The key insight: because the workload fits within KV-cache capacity, cache-aware scheduling can win by placing repeated prefixes on the right pods. Full benchmark configuration details at llm-d.ai/blog/kvcache-wins-you-can-see.

Effective Cache Throughput

Effective Cache Throughput β€” Precise vs Approximate vs Random

The Effective Cache Throughput metric measures prompt tokens per second served directly from cache instead of recomputed during prefill. The chart makes the hierarchy unmistakable:

  • Precise scheduling peaks at 200,000+ tokens/sec from cache β€” massive spikes of cache hits
  • Approximate scheduling reaches about 100,000-150,000 tokens/sec β€” still significant but with more variability
  • Random scheduling barely registers at 25,000-50,000 tokens/sec β€” most prefill is recomputed from scratch

Precise scheduling creates the highest useful cache throughput under repeated-prefix load. This is the metric that directly translates to cost savings β€” every token served from cache is compute you did not pay for.
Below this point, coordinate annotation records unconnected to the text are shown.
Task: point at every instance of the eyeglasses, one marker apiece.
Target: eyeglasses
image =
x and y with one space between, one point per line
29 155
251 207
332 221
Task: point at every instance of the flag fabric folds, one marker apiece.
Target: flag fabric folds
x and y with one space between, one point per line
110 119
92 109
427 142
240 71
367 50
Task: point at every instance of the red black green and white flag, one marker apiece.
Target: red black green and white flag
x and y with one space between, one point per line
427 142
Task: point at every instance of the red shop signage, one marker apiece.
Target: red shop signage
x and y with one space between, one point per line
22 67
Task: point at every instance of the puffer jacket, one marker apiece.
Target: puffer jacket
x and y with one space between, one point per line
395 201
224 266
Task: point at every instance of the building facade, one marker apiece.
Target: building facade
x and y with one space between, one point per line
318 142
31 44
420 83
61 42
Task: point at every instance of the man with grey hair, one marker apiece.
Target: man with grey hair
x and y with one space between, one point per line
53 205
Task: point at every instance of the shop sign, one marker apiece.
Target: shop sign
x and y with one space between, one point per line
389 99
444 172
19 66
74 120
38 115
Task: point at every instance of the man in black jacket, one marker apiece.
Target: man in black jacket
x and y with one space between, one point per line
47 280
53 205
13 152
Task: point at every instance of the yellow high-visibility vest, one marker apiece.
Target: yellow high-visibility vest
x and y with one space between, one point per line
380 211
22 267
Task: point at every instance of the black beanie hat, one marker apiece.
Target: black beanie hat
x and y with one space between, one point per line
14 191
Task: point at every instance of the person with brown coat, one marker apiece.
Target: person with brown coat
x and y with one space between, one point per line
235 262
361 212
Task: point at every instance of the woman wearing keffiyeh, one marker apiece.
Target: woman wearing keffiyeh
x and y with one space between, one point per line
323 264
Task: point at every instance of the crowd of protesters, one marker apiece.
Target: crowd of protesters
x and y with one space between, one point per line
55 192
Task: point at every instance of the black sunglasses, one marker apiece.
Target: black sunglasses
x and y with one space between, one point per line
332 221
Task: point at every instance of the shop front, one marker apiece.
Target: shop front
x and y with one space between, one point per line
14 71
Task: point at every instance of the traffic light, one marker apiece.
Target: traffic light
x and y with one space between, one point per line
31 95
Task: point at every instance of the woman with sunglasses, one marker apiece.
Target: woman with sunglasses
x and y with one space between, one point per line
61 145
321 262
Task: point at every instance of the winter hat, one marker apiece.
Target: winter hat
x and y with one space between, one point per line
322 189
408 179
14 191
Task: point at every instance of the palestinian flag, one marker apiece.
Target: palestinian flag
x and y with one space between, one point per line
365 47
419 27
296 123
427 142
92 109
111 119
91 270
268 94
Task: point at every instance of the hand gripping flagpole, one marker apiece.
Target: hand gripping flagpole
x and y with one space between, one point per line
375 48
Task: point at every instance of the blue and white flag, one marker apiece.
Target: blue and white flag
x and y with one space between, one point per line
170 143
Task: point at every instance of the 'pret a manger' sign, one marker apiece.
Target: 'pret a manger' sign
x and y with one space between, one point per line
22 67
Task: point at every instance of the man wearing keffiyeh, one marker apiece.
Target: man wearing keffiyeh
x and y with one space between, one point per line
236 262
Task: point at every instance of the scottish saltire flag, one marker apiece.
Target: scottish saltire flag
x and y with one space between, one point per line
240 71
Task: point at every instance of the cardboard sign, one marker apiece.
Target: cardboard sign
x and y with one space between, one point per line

Packed crowd at the Community Central Theater for the llm-d talk

Thank you slide β€” packed audience at Red Hat Summit Community Central Theater

The Community Central Theater was packed for this session β€” headphones on, everyone leaning in. The combination of real benchmark data and a clear open-source path to implementation clearly resonated with the audience.

Why This Matters for Production AI

This talk crystallized something I have been seeing across enterprise AI deployments: the inference cost problem is not about the model or the hardware β€” it is about the routing layer.

Most organizations running multi-pod vLLM deployments behind a standard Kubernetes Service or Ingress are unknowingly paying 10x more than they need to. Every agentic workflow, every RAG pipeline, every multi-turn conversation is recomputing prefill because the load balancer does not understand KV-cache.

llm-d turns infrastructure from a cost center into a competitive advantage. And it is open source.